The air was still, almost too still. In the aftermath of the Northern Kingdoms' defeat and our newfound alliance with the Desert Lords, I should have felt at ease. But a ruler's instincts are never silent. Something was wrong.
The court was filled with new voices, new faces. Ambassadors from the East and spies from the West moved among us like shadows. Politics was just another battlefield, and I was standing in the center of it.
"My lord," Cassius said, stepping forward, his expression tense. "We've received reports from the eastern front. There's movement along the borders—troop movements that do not belong to the Eastern Dynasties nor the remnants of the Northern Kingdoms."
I turned away from the grand table, staring at the map spread before me. The Eastern Dynasties were vast and fractured, but none had the strength to challenge our expansion—not yet. So who was moving against us?
"It's something else," Eryndis murmured. She had been watching the skies lately, speaking of omens and unseen forces. She was a warrior, but she also had a mind for the unseen. "This is not just another kingdom preparing for war. This is something hidden, something ancient."
I clenched my jaw. War in the open could be won, but war in the shadows? That was another matter entirely.
The Web of Shadows
Days passed, and the whispers grew louder. Merchants vanished on trade routes. Small border villages went silent. Entire battalions of scouts sent eastward never returned.

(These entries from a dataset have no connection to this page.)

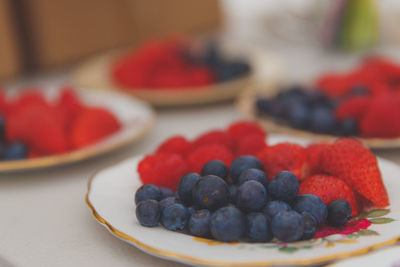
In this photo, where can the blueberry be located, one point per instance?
(211, 192)
(166, 192)
(148, 212)
(284, 186)
(185, 187)
(228, 224)
(148, 191)
(233, 189)
(243, 163)
(258, 228)
(215, 167)
(322, 120)
(274, 207)
(312, 204)
(310, 225)
(15, 151)
(339, 212)
(167, 202)
(253, 174)
(299, 116)
(199, 223)
(348, 127)
(175, 217)
(251, 196)
(288, 226)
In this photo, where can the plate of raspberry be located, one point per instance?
(362, 103)
(112, 202)
(49, 126)
(172, 71)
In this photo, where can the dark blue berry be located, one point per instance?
(215, 167)
(284, 186)
(185, 187)
(310, 225)
(258, 228)
(311, 204)
(253, 174)
(167, 201)
(299, 116)
(211, 192)
(339, 212)
(175, 217)
(322, 120)
(166, 192)
(274, 207)
(288, 226)
(199, 223)
(148, 212)
(148, 191)
(15, 151)
(243, 163)
(251, 196)
(348, 127)
(228, 224)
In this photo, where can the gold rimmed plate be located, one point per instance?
(110, 198)
(245, 105)
(135, 116)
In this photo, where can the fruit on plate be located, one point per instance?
(32, 126)
(175, 62)
(236, 202)
(362, 102)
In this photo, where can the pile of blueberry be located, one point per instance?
(307, 110)
(12, 151)
(245, 207)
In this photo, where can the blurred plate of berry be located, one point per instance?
(172, 71)
(48, 126)
(362, 102)
(230, 197)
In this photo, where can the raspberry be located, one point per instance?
(215, 137)
(240, 129)
(92, 125)
(175, 144)
(201, 155)
(251, 145)
(162, 169)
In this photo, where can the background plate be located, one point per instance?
(110, 197)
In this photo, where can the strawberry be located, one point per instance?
(329, 188)
(313, 156)
(284, 157)
(175, 144)
(354, 107)
(92, 125)
(349, 160)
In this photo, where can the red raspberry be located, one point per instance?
(175, 144)
(240, 129)
(251, 145)
(354, 108)
(215, 137)
(162, 169)
(200, 156)
(92, 125)
(313, 155)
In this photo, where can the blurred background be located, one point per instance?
(43, 35)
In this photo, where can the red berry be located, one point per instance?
(175, 144)
(201, 155)
(162, 169)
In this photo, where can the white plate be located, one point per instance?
(110, 197)
(136, 118)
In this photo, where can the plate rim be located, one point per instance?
(80, 154)
(193, 260)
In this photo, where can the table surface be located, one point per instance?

One night, a lone survivor stumbled into our camp. His armor was torn, his face pale. His eyes carried the weight of something beyond fear.
"They are not men," he gasped, falling to his knees. "They are something else. They come from the dark places, from the ruins of old. They do not march like soldiers—they hunt like beasts."
A cold dread settled over the chamber. The Eastern Dynasties had been built upon the ruins of an empire long forgotten. A nation that had fallen not to war, but to something worse—something unnatural.
"Tell me everything," I ordered.
The soldier struggled to breathe. And then, with the last of his strength, he whispered a name.
"The Forgotten Ones."
A hush fell over the room.
The Ghosts of the Past
The Forgotten Ones. A name I had only heard in myths and half-whispered stories, spoken in fear by the old sages. A race of warriors long believed to be extinct, erased from history by the gods themselves.
If they had returned, then we were facing a war unlike any before. Not one of kingdoms, but of survival.
"Eryndis," I said, turning to her. "You spoke of omens. What did you see?"
She hesitated before answering. "Darkness rising from the east. A storm without thunder, death without war. The gods are watching, Aurelian. And they are silent."
The gods were silent.
That was more terrifying than any army.
The Gathering Storm
I rose from my seat. If the Forgotten Ones had returned, then our time was short.
"Cassius, prepare the legions. We march at first light."
"Eryndis, summon the sages. I need to know everything they've hidden from us."
"Septimus, double the spies in the East. If something moves in the dark, I want to see it before it sees us."
This was not a war of conquest. This was a war against something unknown, something that lurked in the ruins of time itself.
As I walked to the balcony, looking over my empire, I felt the weight of the unseen enemy pressing upon me.
We had won wars. We had crushed kingdoms. We had bent gods to our will.
But what do you do when the enemy is something forgotten by history itself?
The storm was coming. And I would be ready.